Heri Pudyatmoko juga memaparkan relevansi sila kedua Pancasila, yaitu Kemanusiaan Yang Adil dan Beradab. “Setiap manusia pasti ingin dipahami dan dihargai. Jika tatanan sosial sudah menghargai dan memahami perbedaan individu, dengan mandiri akan tercipta tenggang rasa antarwarga. Hal ini mencegah ketimpangan relasi kuasa dan ketidakadilan. Ini modal utama untuk membangun masyarakat beradab,” katanya.

“Kita sering kali memandang Pancasila sebatas ide atau gagasan. Nilai-nilai Pancasila tidak pernah diimplementasikan menjadi bagian dari gaya hidup,” katanya.

Kondisi ini terjadi antara lain karena masyarakat lebih mudah menerima nilai-nilai dari luar yang bukan bagian dari nilai bangsa ini.

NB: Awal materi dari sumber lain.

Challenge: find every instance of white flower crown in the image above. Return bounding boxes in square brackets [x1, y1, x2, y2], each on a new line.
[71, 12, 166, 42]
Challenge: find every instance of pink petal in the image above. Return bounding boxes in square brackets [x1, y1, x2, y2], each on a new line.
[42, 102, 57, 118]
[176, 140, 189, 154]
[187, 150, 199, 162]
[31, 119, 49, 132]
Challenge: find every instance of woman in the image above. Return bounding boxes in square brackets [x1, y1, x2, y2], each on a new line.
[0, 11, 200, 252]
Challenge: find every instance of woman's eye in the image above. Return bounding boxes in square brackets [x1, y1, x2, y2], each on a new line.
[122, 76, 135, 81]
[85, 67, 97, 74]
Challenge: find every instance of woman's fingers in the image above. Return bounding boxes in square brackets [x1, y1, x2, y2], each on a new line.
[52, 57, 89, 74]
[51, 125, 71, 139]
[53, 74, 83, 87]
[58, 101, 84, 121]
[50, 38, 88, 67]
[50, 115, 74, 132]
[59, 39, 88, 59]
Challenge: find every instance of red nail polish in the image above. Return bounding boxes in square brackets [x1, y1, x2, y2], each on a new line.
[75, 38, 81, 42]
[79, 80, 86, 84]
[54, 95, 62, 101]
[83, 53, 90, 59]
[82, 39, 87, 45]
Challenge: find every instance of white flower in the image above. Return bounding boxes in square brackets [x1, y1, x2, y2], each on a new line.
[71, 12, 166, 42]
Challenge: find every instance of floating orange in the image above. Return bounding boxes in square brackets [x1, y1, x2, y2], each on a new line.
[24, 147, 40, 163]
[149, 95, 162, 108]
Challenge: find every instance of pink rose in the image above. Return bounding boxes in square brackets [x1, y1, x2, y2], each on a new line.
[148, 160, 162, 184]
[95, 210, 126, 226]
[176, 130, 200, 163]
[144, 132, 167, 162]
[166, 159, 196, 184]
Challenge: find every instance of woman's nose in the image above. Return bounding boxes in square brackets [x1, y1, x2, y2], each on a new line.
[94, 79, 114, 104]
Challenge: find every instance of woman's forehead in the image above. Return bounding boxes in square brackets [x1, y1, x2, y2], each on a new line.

Apalagi, di tengah pesatnya teknologi informasi dan komunikasi yang membuat nilai dari luar dengan mudah masuk ke dalam negeri.

Padahal Pancasila ibarat sebagai kompas dan Indonesia sebagai bahteranya. "Perkembangan teknologi jangan membuat kita makin mudah diadu domba, fasisme, dan akhirnya terpecah belah akibat informasi yang kurang tepat. Di era modern ini, seharusnya kita lebih menguatkan ideologi kita, untuk membentengi diri dari perpecahan dan gempuran budaya luar yang tak sejalan dengan visi kebangsaan kita," katanya.

“Dengan kata lain, jika bangsa ini melupakan Pancasila, melupakan nilai persaudaraan, gotong royong, dan nilai lain di Pancasila, kemudian lebih peduli pada kepentingan diri sendiri atau egoism, pragmatism, dan hedonism, akan sulit bagi bangsa ini untuk bisa mengatasi persoalan yang dihadapi,” tambahnya.